In order to be reinstated at work, Dr. Marcus took his case to court. In the process, he learned that the government had engaged in various illegal activities, including 70 felony counts, in order to get him fired. At the same time, those who committed perjury were not held accountable for it. In fact, they were rewarded for their efforts:

“When we finally got the EPA to the courtroom…they admitted to doing several things to get me fired. We had notes of a meeting…that showed that fluoride was one of the main topics discussed and that it was agreed that they would fire me with the help of the Inspector General. When we got them on the stand and showed them the memoranda, they finally remembered and said, oh yes, we lied about that in our previous statements.

“Then…they admitted to shredding more than 70 documents that they had in hand – Freedom of Information requests. That’s a felony…. In addition, they charged me with stealing time from the government. They…tried to show…that I had been doing private work on government time and getting paid for it. When we came to court, I was able to show that the time cards they produced were forged, and forged by the Inspector General’s staff….”(83)

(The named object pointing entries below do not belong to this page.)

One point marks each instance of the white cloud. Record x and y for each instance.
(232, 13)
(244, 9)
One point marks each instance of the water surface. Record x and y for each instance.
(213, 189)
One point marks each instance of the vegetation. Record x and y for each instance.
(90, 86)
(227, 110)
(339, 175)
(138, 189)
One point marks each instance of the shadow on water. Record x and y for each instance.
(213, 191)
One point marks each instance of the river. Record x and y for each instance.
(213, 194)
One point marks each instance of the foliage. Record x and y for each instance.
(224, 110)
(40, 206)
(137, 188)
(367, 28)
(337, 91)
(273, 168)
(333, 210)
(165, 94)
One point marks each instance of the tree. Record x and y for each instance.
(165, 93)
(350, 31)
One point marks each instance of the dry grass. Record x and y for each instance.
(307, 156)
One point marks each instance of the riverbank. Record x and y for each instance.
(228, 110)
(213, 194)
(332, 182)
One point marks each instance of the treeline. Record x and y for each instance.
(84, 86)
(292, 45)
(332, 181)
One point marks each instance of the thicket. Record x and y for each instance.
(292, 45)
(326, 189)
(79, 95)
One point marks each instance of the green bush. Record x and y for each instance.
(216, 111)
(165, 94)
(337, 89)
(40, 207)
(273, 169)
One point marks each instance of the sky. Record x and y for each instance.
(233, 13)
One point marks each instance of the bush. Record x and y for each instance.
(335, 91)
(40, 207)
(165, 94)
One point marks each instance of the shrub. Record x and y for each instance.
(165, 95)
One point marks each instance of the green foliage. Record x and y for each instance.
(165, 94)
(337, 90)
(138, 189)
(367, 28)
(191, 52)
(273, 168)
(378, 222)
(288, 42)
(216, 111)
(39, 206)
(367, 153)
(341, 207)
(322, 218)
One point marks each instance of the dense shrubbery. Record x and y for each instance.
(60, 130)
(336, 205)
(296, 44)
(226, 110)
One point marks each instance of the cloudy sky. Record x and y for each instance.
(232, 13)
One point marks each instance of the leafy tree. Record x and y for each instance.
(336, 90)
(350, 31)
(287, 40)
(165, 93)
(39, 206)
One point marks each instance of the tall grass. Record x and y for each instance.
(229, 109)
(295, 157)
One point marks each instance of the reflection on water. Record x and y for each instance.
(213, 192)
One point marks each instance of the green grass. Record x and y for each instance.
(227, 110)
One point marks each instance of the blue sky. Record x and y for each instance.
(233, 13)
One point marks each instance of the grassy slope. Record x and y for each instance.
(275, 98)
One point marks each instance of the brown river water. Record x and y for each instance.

For all his efforts, Dr. Marcus was rehired, but nothing else has changed: “The EPA was ordered to rehire me, which they did. They were given a whole series of requirements to be met, such as paying me my back pay, restoring my leave, privileges, and sick leave and annual leave. The only thing they’ve done is put me back to work. They haven’t given me any of those things that they were required to do.”(83)

What is at the core of such ruthless tactics? John Yiamouyiannis feels that the central concern of government is to protect industry, and that the motivating force behind fluoride use is the need of certain businesses to dump their toxic waste products somewhere. They try to be inconspicuous in the disposal process and not make waves. “As is normal, the solution to pollution is dilution. You poison everyone a little bit rather than poison a few people a lot. This way, people don’t know what’s going on.”(46)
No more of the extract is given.